4.4 The benefits and limitations of the historical approaches

The main advantages of these historical land-right based approaches to water rights were that they could be relatively easily stated and furthermore that they could be claimed and exercised by the land owner without the need for state intervention.

However, they shared a number of serious disadvantages. First of all, there was the issue of quantification. The use of how much water constituted a “reasonable use” in the common law riparian tradition? In some jurisdictions more detailed rules were developed but none were much better than general principles, as competition for water increased over time.[129] Similarly, problems arose with competing claims over the use of private waters in the civil law jurisdictions which gradually saw more and more restrictions being placed on the exercise of such water rights.

Particular problems arose in the context of the reception of such doctrines into colonial jurisdictions. Much of the development of the riparian doctrine took place in the damp and water rich climates of England and New England, and indeed much of the case law (jurisprudence) on riparian rights related to disputes over the situation and operation of water mills rather than water abstraction. Such principles transferred with difficulty to more arid climates. For a start, given that the riparian doctrine conferred rights only on the owners of riparian land, large swathes of otherwise productive irrigable land beyond the riparian parcels were effectively denied rights to water. In Canada, for example, the riparian doctrine effectively prohibited irrigation on any large scale in the southern regions of the prairie provinces which had an arid desert-like climate with an average precipitation of only 28 centimetres per year.[130]

And finally, whatever logic it may have for lawyers, the concept of distinguishing private waters from public waters is something of a nonsense from a hydrological perspective. Several responses arose to the disadvantages of land-based water rights.

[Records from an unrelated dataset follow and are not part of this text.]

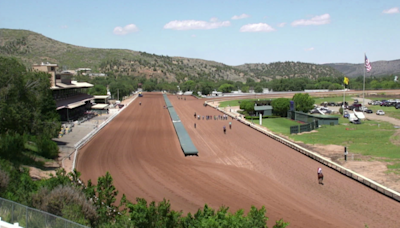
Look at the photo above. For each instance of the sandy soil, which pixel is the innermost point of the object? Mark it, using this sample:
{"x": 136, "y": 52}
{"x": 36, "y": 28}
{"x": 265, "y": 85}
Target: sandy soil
{"x": 242, "y": 168}
{"x": 364, "y": 165}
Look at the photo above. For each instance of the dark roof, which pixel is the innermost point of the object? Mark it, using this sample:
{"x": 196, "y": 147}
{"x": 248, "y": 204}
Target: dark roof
{"x": 262, "y": 108}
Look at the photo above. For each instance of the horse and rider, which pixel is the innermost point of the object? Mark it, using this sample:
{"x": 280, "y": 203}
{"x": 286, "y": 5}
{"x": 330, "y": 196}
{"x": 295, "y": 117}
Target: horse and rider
{"x": 320, "y": 176}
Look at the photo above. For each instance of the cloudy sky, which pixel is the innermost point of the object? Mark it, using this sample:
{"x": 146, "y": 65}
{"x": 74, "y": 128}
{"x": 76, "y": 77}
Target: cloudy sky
{"x": 233, "y": 32}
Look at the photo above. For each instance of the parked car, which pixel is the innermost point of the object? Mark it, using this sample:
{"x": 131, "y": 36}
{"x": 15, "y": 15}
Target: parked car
{"x": 380, "y": 112}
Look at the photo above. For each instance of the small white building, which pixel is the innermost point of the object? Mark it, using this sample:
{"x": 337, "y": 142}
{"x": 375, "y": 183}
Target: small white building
{"x": 216, "y": 94}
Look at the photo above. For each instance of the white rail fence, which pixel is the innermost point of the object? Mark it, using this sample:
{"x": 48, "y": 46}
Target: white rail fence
{"x": 349, "y": 173}
{"x": 89, "y": 136}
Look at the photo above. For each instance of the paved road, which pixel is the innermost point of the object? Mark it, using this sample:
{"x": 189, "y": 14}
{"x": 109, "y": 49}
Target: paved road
{"x": 239, "y": 169}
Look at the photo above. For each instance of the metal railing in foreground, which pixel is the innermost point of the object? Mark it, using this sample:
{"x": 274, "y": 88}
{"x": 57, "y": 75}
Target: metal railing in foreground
{"x": 349, "y": 173}
{"x": 27, "y": 217}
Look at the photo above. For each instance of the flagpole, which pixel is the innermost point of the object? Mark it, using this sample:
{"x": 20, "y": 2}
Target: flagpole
{"x": 344, "y": 92}
{"x": 364, "y": 83}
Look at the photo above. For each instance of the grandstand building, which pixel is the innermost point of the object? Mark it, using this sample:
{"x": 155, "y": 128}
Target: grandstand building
{"x": 71, "y": 97}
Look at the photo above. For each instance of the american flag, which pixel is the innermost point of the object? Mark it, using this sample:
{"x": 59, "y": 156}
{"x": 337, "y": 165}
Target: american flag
{"x": 367, "y": 64}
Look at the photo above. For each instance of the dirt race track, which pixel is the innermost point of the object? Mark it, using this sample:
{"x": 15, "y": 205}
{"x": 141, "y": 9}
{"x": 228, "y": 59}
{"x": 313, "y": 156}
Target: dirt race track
{"x": 242, "y": 168}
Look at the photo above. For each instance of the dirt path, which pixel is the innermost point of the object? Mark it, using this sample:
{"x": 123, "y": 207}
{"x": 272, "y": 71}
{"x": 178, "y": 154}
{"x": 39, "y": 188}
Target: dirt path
{"x": 239, "y": 169}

In the western United States, the flexibility of the common law tradition enabled the development of a new, more appropriate water rights doctrine, the “prior appropriation” doctrine, described in Box B on p.26. Perhaps a harbinger of future developments, that doctrine severed the linkage between land tenure rights and the acquisition of water rights, the latter being acquired on the basis of beneficial use rather than land ownership.

The main response, however, has been legislative with the enactment of new water laws that have brought water resources within the state domain and introduced modern water rights regimes of the sort described above. The main legacy, such at it is, of land rights based approaches to water rights is found in those increasingly rare provisions in water legislation that restrict the right to hold (administrative) water rights to land owners and, as described at the end of the previous section, in tying the use of water subject to such rights to specific parcels of land including industrial, commercial or agri-business premises. Even these residual links are being lost. In a number of jurisdictions it is necessary for an applicant for a water right merely to be in possession of the relevant land parcel on which the water is to be abstracted or used or to have a legal right of access to the point at which water will be abstracted. The widespread introduction of fully tradable water rights would see the link finally broken.

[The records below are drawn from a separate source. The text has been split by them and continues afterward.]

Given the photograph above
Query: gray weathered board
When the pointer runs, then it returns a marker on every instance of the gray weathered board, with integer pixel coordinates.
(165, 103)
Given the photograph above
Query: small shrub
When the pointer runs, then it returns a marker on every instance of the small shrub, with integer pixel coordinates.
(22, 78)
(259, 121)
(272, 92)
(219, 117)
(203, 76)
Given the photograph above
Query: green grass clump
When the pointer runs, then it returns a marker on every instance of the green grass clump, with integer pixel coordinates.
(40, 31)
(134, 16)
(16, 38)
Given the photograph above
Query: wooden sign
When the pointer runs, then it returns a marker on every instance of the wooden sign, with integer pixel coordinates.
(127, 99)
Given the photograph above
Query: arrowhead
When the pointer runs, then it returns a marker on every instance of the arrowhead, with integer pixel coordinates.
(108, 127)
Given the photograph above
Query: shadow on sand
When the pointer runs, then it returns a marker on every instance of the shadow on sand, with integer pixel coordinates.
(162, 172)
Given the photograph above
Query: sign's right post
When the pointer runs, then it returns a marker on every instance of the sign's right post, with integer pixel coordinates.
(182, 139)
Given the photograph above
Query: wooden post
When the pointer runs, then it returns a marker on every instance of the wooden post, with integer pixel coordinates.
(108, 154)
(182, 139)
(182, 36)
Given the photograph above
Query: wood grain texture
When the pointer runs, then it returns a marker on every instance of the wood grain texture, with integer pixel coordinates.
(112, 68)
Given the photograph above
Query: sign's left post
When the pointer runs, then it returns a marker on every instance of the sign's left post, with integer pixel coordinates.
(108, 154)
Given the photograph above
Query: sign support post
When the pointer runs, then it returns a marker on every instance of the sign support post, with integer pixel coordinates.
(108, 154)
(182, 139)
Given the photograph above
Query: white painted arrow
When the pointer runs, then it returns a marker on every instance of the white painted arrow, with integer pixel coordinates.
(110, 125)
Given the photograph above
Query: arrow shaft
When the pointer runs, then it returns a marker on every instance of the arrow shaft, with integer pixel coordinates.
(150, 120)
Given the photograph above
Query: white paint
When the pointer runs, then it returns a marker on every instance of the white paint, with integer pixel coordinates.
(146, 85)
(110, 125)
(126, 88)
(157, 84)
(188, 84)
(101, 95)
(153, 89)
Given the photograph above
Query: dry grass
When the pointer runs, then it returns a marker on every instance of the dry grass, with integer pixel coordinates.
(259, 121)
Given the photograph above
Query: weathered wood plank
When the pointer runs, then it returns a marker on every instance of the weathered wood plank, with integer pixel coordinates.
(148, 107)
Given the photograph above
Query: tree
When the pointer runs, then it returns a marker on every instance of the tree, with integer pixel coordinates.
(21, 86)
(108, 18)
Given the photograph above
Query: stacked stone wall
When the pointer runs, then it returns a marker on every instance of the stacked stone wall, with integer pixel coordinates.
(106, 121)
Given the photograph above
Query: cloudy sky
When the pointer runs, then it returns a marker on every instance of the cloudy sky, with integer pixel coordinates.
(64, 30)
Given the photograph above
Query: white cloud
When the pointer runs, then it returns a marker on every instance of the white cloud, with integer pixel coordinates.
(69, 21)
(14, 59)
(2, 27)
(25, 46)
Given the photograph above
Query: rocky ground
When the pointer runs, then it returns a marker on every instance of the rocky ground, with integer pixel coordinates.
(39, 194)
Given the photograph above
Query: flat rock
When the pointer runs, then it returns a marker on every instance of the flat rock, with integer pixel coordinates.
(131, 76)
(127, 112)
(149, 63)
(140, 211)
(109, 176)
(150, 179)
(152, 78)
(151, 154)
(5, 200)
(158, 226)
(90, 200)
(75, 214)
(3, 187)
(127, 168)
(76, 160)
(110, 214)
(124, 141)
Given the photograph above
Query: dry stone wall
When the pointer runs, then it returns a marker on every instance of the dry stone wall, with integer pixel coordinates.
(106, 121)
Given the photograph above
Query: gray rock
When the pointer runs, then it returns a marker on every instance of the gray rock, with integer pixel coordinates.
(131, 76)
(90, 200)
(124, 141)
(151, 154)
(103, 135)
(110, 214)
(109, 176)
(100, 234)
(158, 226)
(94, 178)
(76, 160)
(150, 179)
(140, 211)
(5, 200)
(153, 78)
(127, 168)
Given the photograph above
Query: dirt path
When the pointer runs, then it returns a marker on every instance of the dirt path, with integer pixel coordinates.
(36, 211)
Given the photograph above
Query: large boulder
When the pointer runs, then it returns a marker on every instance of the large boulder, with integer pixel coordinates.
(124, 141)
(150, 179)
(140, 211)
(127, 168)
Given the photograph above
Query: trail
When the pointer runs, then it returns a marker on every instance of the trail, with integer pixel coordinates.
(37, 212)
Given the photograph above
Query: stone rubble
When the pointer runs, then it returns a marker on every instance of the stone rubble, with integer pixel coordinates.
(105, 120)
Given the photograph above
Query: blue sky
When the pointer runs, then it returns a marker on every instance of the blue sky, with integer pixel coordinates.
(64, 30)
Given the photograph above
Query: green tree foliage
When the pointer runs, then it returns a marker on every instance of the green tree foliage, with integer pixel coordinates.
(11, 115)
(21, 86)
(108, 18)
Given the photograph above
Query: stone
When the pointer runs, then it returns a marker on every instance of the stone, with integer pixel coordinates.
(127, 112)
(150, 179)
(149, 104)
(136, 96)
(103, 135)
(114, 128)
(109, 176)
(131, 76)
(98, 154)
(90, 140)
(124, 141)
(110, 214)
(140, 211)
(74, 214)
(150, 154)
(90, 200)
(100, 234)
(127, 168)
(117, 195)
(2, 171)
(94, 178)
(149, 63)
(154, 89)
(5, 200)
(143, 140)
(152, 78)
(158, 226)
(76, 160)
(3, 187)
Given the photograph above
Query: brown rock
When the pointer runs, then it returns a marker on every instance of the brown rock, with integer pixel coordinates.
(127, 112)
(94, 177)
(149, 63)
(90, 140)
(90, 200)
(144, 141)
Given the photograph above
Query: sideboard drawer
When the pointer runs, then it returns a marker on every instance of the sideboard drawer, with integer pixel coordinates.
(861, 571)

In short, modern water rights regimes tend to be fully divorced from landed property and, as a direct result, represent a sophisticated response to the growing pressures on water resources. Such regimes enable rational choices to be made about the use of water and permit users to acquire secure and substantive legal rights while at the same time maintaining sufficient flexibility to ensure that future water requirements can be met. As seen above, a range of statutory mechanisms including river basin plans, the setting of priorities, the establishment of statutory minimum flow requirements, the creation of water “reserves” and “in-stream rights”, the requirement for water rights applications to be subject to an environmental impact assessment and to satisfy a test that they are in the “public welfare” seek to guide the basis on which decisions regarding the allocation of water rights are made.

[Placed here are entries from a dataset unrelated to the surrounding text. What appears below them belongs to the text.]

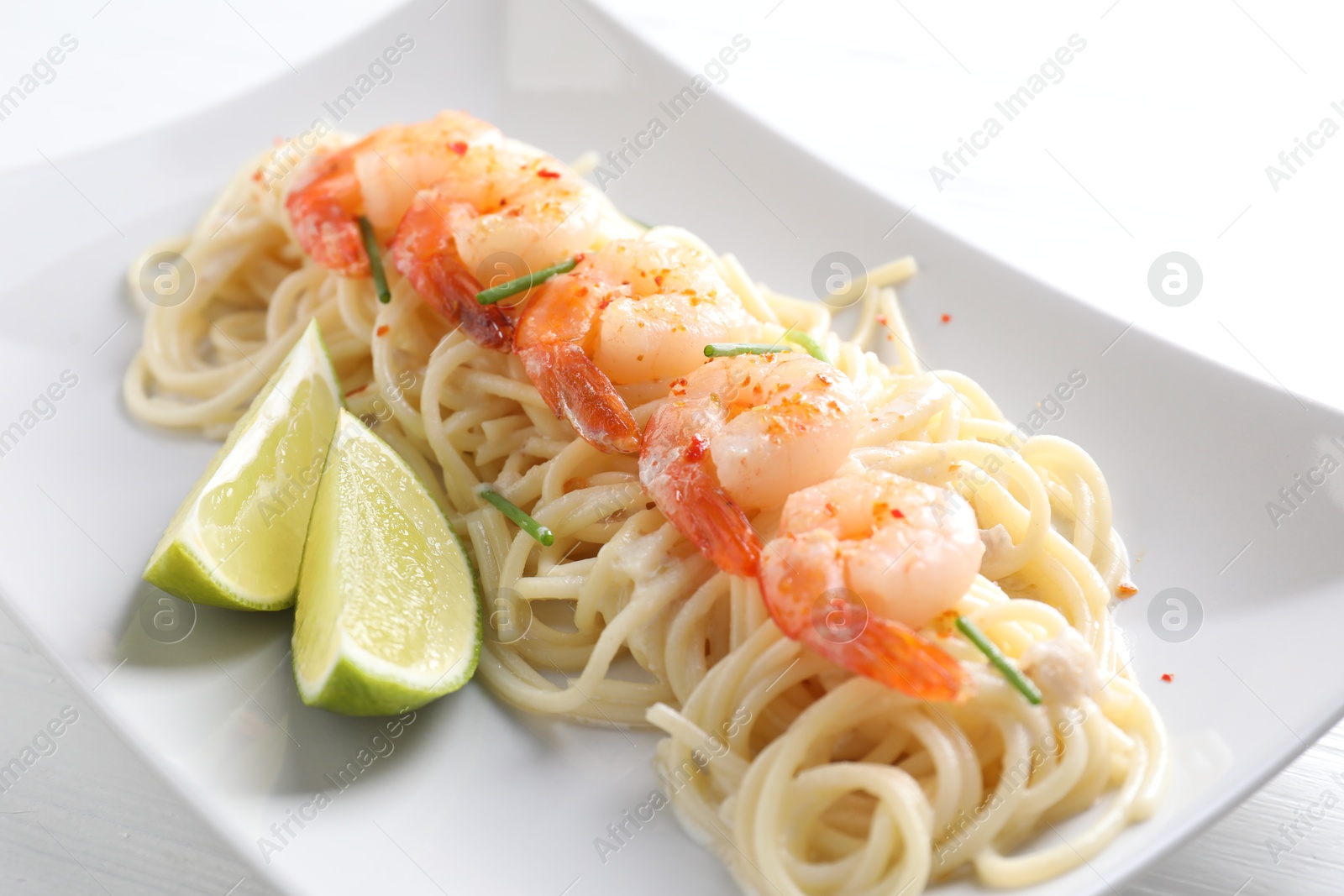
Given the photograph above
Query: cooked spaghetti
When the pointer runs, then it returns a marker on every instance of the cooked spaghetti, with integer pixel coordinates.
(801, 775)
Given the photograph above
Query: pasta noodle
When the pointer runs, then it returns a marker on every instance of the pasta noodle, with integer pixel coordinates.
(800, 775)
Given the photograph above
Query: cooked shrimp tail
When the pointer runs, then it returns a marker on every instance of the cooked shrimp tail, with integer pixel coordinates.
(550, 340)
(894, 656)
(425, 251)
(575, 389)
(674, 465)
(323, 210)
(806, 591)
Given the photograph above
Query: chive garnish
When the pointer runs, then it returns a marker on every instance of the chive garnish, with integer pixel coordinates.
(999, 661)
(729, 349)
(375, 261)
(524, 282)
(523, 520)
(808, 344)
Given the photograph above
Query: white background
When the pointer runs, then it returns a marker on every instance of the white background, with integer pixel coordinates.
(1155, 140)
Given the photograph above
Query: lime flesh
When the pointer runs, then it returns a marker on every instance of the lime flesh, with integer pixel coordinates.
(389, 614)
(237, 540)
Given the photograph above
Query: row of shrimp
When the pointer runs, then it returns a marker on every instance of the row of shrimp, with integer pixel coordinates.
(736, 436)
(450, 196)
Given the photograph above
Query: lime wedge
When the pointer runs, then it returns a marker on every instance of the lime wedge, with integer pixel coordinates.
(235, 542)
(389, 614)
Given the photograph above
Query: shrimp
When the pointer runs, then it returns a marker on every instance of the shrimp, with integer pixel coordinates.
(376, 177)
(741, 434)
(501, 207)
(447, 194)
(864, 559)
(632, 312)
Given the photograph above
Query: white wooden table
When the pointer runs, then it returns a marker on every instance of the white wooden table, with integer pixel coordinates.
(92, 819)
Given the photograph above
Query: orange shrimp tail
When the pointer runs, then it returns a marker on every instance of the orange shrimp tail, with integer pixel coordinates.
(323, 211)
(897, 658)
(685, 486)
(575, 389)
(425, 251)
(803, 584)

[116] Historically, in the communities of the Ahaggar, in modern day Algeria, the right to possession of land was formed once an individual brought water there; the right so created applied to all of the irrigable land. The rights to land and water ran together and could only lawfully be determined with the permission of the original owner (right holder). From M. Maceau GAST Naissance et vie d’une communaut? saharienne, p. 9. Ramazzotti. M., 1996. Readings in African Customary Water Law, FAO Legislative Study No. 58, FAO, Rome.
[117] Roman law is not the only legal system that rejects the idea of private ownership of running water. Islamic law, which also takes this approach plays an important role in shaping legal rules about the use of water.
[118] Getches, D.H., op cit., p. 16.
[119] Since Roman law did not provide for involuntary servitude of access, it could to that extent be considered a riparian system.
[120] Teclaff, L.A. 1985. Water Law in Historical Perspective, William S Hein Company, Buffalo, New York, p. 26.
[121] Ius utendi et abutendi.
[122] However there was a possibility of some administrative control reflected in articles 413, 415, 420 - 422 which defined private waters as “special property” subject to some restrictive covenants. Ruiz, J. J. 1999. Modernization of Water Legislation: The Spanish Experience in Issues in water law reform, FAO, Rome, p. 112.
[123] Except to the extent that a distinction is made between the ownership of the banks and bed of tidal and non tidal waters. The banks and bed of former are generally in the private ownership of the riparian land owner while the banks and bed of the latter are owned by the Crown (i.e. the state).
[124] To acquire a riparian right it was sufficient to own land adjacent to a watercourse although in a number of common law jurisdictions the land beneath non-tidal waters, the river “bed”, is owned to the median line by the riparian land owners.
[125] It should, however, be noted that the riparian doctrine which as developed by the courts, replaced an earlier conception of water rights based on priority of use which was not as closely tied to land ownership. Scott, A. & Coustalin, G. 1995. The Evolution of Water Rights, 35 Natural Resources Journal 821, pp. 850 - 870.
[126] A the same time Riparian rights were considered to be interests in real property as opposed to personalty. Getches, op. cit., p. 59.
[127] Howarth, W. 1992. Wisdom’s Law of Watercourses, Fifth Edition Shaw & Sons, Crayford, p. 72.
[128] A detailed description of this type of water right would involve the use of pure common law land tenure vocabulary. Such rights could be acquired: by grant, by prescription, by custom or by statute. The “tenement” (or land parcel) in favour of which such a water easement (servitude) was created was the dominant tenement while that to which the easement is a detriment was the servient tenement. A legal easement of water as an incorporeal hereditament (a land right) could only be created or transferred by deed, and a verbal licence was insufficient. A prescriptive grant of a particular right to a watercourse could be claimed on proof of long use without interruption. As a matter of common law the enjoyment of the right must be shown to have continued since time immemorial, a date which is set at the limit of legal memory fixed at 1189. The inevitable difficulties of proving this led to the development of the presumption of lost modern grant though which in practice evidence of twenty years exclusive enjoyment of a right to water will provide a conclusive presumption of the existence of the right of the person enjoying the use. Howarth, W., op cit.¸ p. 104.
[129] Du Bois describes how in Swaziland the question of reasonableness was assessed in accordance with how much water was necessary for the efficient irrigation of a given land parcel rather than simply in proportion to its location or size relative to other parcels of land. Du Bois, F. 1994. Water Rights and the Limits of Environmental Law, 6 Journal of Environmental Law 1, p. 81.
[130] Percy, D.R., op cit., p. 5. After “considerable unrest” the Federal Government passed comprehensive water legislation in 1894 in the form of the North West Irrigation Act S.C. 1893 c.30 in order to introduce a modern water rights regime.